Simply giving an AI agent thousands of tools is counterproductive. The real value lies in an 'agentic tool execution layer' that provides just-in-time discovery and managed execution to prevent the agent from getting overwhelmed by its options.
When selecting new software, the primary evaluation criteria should be its potential for integration with AI agents. Look first for a Command Line Interface (CLI), then a platform connection like an MCP, and finally, a robust API. This prioritizes automation capability over user-facing features.
To make AI tools like Warp more reliable, Marco Casalaina creates explicit rules (e.g., "remind me to activate owner access") and connects the agent to documentation servers. This pre-loading of context and constraints prevents common failures and improves the agent's performance on complex tasks, moving beyond simple prompting.

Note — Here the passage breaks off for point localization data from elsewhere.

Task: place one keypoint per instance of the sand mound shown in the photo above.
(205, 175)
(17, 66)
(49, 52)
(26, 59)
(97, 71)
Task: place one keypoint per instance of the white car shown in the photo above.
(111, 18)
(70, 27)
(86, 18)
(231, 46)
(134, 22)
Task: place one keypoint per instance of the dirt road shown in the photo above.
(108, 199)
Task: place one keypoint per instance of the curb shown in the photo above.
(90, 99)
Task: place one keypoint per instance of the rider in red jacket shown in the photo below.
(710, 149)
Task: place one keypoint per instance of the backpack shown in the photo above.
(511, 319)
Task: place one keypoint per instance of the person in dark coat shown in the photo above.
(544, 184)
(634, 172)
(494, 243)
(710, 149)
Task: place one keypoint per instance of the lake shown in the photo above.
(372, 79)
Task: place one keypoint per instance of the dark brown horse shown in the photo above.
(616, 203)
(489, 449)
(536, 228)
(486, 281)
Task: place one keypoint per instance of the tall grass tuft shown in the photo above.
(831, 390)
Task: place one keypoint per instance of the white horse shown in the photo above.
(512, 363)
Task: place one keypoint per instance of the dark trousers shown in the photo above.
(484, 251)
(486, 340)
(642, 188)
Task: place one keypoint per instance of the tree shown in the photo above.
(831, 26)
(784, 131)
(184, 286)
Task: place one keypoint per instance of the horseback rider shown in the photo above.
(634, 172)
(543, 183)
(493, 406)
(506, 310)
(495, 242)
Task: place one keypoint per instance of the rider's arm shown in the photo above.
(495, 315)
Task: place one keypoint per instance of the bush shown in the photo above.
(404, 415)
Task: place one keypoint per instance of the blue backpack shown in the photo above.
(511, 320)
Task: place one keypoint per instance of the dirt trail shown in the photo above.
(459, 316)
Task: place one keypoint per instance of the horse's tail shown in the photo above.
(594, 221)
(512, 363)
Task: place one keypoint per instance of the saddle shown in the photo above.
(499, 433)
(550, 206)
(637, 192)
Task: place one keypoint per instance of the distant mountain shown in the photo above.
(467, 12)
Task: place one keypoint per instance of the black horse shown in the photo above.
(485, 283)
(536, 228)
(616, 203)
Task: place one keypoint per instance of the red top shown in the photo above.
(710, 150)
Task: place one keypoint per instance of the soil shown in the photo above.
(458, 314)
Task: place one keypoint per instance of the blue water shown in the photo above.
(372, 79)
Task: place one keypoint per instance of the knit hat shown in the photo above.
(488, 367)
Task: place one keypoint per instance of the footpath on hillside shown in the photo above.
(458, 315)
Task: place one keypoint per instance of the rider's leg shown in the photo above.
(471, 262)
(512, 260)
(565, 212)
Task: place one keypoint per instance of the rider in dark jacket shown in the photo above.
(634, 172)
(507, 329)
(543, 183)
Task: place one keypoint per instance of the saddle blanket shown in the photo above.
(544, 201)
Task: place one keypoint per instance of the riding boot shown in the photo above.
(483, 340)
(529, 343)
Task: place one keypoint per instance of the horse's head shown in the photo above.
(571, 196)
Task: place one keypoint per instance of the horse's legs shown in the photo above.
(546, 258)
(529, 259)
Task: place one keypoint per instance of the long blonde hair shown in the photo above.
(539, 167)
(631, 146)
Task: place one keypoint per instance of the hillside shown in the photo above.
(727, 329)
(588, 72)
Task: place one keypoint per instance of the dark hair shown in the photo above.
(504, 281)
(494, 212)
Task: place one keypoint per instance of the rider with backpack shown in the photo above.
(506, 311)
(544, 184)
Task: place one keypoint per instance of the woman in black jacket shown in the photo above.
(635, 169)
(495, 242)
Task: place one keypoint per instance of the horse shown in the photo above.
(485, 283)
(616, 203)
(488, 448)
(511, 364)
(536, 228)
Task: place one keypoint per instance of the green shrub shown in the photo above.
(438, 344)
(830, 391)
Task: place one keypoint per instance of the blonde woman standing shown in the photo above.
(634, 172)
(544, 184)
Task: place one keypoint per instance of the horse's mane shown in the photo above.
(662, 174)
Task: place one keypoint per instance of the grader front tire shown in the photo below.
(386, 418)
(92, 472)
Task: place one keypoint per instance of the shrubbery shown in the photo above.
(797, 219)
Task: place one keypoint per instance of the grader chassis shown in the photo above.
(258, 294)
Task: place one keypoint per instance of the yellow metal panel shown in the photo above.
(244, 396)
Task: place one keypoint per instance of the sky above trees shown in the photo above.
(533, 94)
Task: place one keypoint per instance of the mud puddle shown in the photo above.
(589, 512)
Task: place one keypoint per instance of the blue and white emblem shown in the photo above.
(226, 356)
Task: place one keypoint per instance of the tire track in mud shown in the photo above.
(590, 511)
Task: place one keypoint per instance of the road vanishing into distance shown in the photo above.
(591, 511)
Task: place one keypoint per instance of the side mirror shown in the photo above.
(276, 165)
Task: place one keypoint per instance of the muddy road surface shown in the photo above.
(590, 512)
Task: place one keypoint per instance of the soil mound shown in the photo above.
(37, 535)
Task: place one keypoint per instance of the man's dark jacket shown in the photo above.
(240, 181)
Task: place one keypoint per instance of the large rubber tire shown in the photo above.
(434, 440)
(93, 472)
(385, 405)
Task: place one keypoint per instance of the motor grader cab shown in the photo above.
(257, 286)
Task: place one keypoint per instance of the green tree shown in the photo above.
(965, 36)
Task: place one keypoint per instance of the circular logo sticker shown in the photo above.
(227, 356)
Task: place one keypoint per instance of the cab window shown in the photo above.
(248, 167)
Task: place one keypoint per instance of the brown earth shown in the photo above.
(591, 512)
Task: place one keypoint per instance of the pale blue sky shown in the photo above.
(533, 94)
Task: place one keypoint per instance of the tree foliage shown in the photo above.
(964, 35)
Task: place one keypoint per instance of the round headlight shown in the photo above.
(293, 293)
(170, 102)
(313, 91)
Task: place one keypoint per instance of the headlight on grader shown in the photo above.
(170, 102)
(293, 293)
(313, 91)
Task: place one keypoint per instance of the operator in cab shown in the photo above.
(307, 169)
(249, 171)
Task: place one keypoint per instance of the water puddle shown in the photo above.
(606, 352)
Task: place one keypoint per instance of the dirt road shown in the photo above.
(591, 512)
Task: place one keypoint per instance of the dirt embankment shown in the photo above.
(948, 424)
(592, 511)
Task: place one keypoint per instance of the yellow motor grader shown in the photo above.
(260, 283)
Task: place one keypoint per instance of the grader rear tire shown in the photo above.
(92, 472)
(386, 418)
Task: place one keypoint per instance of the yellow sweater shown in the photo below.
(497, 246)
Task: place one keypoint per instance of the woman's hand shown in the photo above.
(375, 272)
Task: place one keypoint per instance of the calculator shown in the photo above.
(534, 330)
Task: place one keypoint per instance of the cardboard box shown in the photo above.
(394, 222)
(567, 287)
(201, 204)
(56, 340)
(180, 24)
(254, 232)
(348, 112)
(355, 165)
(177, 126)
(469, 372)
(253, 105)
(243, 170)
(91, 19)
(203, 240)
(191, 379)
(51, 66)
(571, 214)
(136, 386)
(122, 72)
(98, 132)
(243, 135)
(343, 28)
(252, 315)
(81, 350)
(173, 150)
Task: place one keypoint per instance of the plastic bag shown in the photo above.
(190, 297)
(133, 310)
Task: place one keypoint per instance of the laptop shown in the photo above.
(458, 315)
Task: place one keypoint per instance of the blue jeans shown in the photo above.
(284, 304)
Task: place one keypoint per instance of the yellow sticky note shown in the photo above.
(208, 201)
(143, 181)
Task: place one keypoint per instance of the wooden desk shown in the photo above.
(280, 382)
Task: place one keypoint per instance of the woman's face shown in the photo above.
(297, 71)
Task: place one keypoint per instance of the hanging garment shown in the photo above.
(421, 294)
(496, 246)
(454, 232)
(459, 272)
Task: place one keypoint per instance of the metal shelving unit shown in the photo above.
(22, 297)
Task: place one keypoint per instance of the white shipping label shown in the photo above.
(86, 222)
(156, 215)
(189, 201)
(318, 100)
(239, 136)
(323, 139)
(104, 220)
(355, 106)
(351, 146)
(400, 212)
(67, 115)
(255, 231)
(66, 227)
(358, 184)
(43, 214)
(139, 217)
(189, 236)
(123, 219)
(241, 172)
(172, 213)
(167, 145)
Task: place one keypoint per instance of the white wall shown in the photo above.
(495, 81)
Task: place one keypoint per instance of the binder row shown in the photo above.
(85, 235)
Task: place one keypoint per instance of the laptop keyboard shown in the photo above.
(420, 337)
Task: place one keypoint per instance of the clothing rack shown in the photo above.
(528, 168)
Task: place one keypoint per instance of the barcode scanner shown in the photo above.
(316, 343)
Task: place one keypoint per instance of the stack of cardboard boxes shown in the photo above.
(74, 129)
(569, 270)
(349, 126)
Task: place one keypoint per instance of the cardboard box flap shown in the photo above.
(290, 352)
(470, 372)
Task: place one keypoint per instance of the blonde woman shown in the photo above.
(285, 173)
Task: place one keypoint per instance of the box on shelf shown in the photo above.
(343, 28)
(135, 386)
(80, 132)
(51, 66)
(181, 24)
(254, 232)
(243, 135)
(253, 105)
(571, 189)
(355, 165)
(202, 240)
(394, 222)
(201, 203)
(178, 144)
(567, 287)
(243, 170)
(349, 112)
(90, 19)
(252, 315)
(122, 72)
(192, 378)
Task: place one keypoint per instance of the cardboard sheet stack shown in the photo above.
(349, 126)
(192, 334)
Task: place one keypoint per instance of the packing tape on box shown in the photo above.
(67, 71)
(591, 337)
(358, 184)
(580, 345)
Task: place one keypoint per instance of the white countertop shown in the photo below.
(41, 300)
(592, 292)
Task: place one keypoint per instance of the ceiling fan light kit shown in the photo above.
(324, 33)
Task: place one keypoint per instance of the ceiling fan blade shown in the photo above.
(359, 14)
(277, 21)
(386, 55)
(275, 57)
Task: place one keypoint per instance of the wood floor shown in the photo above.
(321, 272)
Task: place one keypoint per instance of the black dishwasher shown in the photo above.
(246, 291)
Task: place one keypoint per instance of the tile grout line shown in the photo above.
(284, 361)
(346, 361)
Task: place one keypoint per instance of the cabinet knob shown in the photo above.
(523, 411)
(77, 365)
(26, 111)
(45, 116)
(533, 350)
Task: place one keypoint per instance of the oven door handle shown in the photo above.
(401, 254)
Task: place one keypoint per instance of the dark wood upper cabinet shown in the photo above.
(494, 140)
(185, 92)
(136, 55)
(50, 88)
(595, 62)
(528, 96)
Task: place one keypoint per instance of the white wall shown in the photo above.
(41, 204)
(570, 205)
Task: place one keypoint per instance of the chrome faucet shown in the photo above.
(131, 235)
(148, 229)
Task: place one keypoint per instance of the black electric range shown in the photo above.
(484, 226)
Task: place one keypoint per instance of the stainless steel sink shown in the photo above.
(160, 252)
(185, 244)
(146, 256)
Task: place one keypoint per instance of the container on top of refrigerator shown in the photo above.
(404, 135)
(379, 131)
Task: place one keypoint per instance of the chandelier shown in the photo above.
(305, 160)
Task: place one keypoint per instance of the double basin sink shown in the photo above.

A harness isn't necessarily another AI layer. It's often deterministic code that wraps an AI agent to enforce a specific, repeatable workflow. This 'micromanagement' approach ensures consistency and efficiency for specialized tasks, which general-purpose AI tools lack.
Exposing a full API via the Model Context Protocol (MCP) overwhelms an LLM's context window and reasoning. This forces developers to abandon exposing their entire service and instead manually craft a few highly specific tools, limiting the AI's capabilities and defeating the "do anything" vision of agents.